# Some pictures of meet @Klasen



## TwinSport (Aug 5, 2007)

Hey there,

got some pictures from Astra-H meeting at Klasen-Motors.de .
I hope you like some of the cars.


----------



## ryanuk (Jun 22, 2007)

some nice pictures there.


----------



## Alex L (Oct 25, 2005)

Cool pics, love the Blue and White Astra and the Carbon Fibre ST grill is great


----------



## Bulla2000 (Jun 5, 2007)

Hi TwinSport, are you the same like in www.astra-h.de ?
Nice pictures mate.


----------



## TwinSport (Aug 5, 2007)

Hi Thomas! Of course I am the same! 

Thanks to all of you! Nice to hear you like the pics&cars.


----------



## S-X-I (Sep 6, 2006)

looks like a good turn out.

Can't beat Arden Blue, what a colour!


----------



## TwinSport (Aug 5, 2007)

Yeah, Ardenblue looks cool, had it once on a Zafira A OPC.
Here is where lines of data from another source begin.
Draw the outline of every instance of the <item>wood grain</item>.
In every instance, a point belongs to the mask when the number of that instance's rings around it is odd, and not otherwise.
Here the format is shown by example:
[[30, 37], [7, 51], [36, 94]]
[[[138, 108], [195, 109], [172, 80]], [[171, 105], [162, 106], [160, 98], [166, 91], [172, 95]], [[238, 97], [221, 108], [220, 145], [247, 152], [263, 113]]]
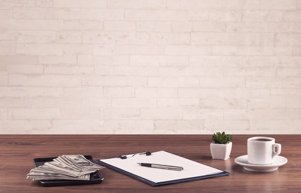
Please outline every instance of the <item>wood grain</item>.
[[[261, 135], [267, 136], [266, 135]], [[1, 192], [300, 192], [301, 136], [269, 135], [282, 145], [280, 155], [288, 162], [275, 171], [254, 173], [236, 164], [247, 154], [247, 139], [253, 135], [233, 135], [230, 158], [212, 160], [211, 135], [0, 135]], [[99, 184], [44, 187], [26, 179], [33, 159], [63, 154], [91, 155], [94, 159], [134, 152], [166, 150], [228, 171], [216, 178], [153, 187], [105, 168]]]

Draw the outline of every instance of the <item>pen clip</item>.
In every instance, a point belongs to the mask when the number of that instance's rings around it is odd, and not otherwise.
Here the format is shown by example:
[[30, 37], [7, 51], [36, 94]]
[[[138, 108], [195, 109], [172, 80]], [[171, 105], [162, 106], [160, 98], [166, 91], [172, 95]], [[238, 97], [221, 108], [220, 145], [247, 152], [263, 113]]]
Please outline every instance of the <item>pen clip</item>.
[[135, 153], [133, 154], [128, 154], [128, 155], [119, 155], [118, 156], [118, 157], [121, 159], [125, 159], [126, 158], [127, 158], [127, 157], [133, 157], [135, 155], [143, 155], [143, 154], [145, 154], [146, 156], [148, 156], [148, 155], [152, 155], [152, 153], [150, 153], [149, 151], [146, 151], [146, 152], [143, 152], [143, 153]]

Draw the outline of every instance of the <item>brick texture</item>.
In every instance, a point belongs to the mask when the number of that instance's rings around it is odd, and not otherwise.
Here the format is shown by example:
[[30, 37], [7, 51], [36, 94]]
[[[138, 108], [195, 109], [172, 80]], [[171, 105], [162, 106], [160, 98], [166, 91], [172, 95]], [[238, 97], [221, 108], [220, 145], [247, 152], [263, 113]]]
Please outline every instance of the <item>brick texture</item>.
[[301, 0], [0, 2], [0, 134], [300, 132]]

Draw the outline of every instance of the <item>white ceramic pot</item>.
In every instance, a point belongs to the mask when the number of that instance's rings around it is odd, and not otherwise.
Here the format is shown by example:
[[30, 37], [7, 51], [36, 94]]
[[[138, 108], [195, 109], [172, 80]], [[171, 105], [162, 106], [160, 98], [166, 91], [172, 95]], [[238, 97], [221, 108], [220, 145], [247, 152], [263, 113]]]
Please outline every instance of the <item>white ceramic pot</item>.
[[214, 159], [223, 159], [225, 160], [230, 157], [232, 142], [227, 144], [218, 144], [212, 142], [210, 144], [211, 155]]

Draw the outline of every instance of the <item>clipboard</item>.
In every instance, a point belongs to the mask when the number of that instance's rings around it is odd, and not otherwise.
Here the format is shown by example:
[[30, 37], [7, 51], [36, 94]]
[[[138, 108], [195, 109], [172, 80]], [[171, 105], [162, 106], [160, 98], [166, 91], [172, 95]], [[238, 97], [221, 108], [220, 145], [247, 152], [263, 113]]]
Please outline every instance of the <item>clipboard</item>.
[[[154, 186], [173, 184], [228, 175], [230, 173], [166, 151], [138, 153], [94, 160], [108, 168]], [[184, 167], [181, 171], [141, 166], [138, 162]]]

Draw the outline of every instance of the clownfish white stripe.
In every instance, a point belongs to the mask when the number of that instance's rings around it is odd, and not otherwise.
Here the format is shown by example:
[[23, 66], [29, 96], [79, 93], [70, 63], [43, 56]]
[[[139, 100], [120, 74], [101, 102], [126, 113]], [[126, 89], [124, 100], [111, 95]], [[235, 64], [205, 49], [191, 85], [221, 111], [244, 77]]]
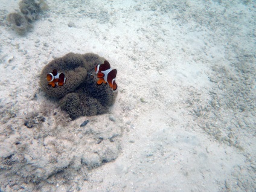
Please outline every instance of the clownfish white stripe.
[[97, 66], [96, 75], [98, 75], [98, 71], [100, 71], [100, 65], [98, 65]]
[[53, 75], [53, 74], [51, 72], [50, 72], [49, 74], [51, 75], [51, 80], [50, 81], [49, 81], [49, 82], [51, 82], [54, 79], [54, 76]]
[[104, 61], [103, 64], [99, 64], [95, 68], [95, 71], [99, 78], [97, 83], [101, 85], [102, 83], [108, 83], [113, 91], [116, 91], [117, 85], [115, 83], [115, 77], [117, 71], [112, 69], [107, 60]]
[[110, 72], [112, 70], [112, 68], [110, 68], [109, 69], [104, 71], [101, 71], [101, 72], [104, 74], [104, 80], [106, 82], [107, 82], [107, 75], [109, 74], [109, 72]]

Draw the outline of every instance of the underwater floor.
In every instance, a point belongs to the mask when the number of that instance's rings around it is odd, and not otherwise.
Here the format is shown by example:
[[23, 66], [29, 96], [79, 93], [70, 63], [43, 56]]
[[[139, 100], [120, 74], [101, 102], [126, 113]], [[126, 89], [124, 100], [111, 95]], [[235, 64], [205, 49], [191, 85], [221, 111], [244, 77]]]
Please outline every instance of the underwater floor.
[[[1, 1], [1, 191], [255, 191], [255, 1]], [[106, 113], [42, 89], [69, 53], [117, 69]]]

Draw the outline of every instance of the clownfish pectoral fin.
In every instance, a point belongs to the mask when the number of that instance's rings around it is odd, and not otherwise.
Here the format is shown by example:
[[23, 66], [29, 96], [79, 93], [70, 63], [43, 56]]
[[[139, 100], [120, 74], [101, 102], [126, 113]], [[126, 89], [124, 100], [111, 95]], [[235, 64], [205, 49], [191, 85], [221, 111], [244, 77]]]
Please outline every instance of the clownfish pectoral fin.
[[107, 74], [107, 81], [111, 88], [113, 88], [112, 83], [113, 81], [115, 80], [115, 77], [117, 76], [117, 71], [116, 69], [114, 69], [113, 70], [111, 70], [111, 71], [110, 71]]
[[98, 78], [103, 78], [104, 77], [104, 73], [101, 72], [98, 72], [98, 74], [97, 75], [97, 77]]
[[56, 84], [55, 84], [55, 83], [54, 82], [50, 82], [48, 83], [48, 85], [51, 85], [53, 88], [55, 88], [56, 86]]
[[51, 73], [53, 74], [53, 76], [56, 76], [58, 74], [58, 71], [57, 71], [57, 69], [54, 69], [53, 70], [53, 72]]
[[117, 85], [115, 83], [115, 80], [113, 81], [112, 88], [113, 89], [113, 91], [116, 91], [117, 89]]
[[105, 81], [104, 80], [104, 79], [103, 78], [100, 78], [98, 80], [98, 82], [97, 82], [97, 84], [98, 84], [98, 85], [101, 85], [102, 84], [102, 83], [106, 83], [105, 82]]

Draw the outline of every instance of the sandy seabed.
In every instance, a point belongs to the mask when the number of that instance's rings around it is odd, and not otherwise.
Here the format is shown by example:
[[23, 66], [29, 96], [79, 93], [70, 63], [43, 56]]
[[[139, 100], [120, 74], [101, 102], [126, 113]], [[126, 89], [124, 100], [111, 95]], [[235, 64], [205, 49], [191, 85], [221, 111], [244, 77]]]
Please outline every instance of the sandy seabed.
[[[23, 36], [18, 2], [0, 5], [1, 191], [255, 190], [254, 1], [48, 0]], [[42, 91], [69, 52], [117, 69], [109, 113], [71, 121]]]

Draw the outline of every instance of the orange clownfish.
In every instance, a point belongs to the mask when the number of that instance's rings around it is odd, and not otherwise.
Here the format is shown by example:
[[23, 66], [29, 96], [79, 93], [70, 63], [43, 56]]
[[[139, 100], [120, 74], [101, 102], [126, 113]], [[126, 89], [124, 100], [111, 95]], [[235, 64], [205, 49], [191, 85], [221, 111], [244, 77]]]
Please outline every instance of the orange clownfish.
[[55, 69], [46, 76], [46, 80], [49, 82], [48, 85], [51, 85], [53, 88], [55, 88], [56, 85], [63, 85], [66, 82], [66, 78], [63, 73], [58, 73], [57, 69]]
[[104, 60], [103, 64], [98, 65], [95, 69], [97, 77], [99, 78], [97, 82], [98, 85], [107, 83], [113, 91], [117, 90], [117, 85], [115, 81], [117, 73], [116, 69], [112, 69], [109, 63]]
P.S.: The black one with D-OP 240 is mine.


----------



## Mike_001 (Apr 7, 2007)

TwinSport said:


>


That looks like SERIOUS business. :doublesho


----------



## TwinSport (Aug 5, 2007)

Yes, it is :car: .

Audi RS4 powered by Klasen with less weight and a lot of power  .


----------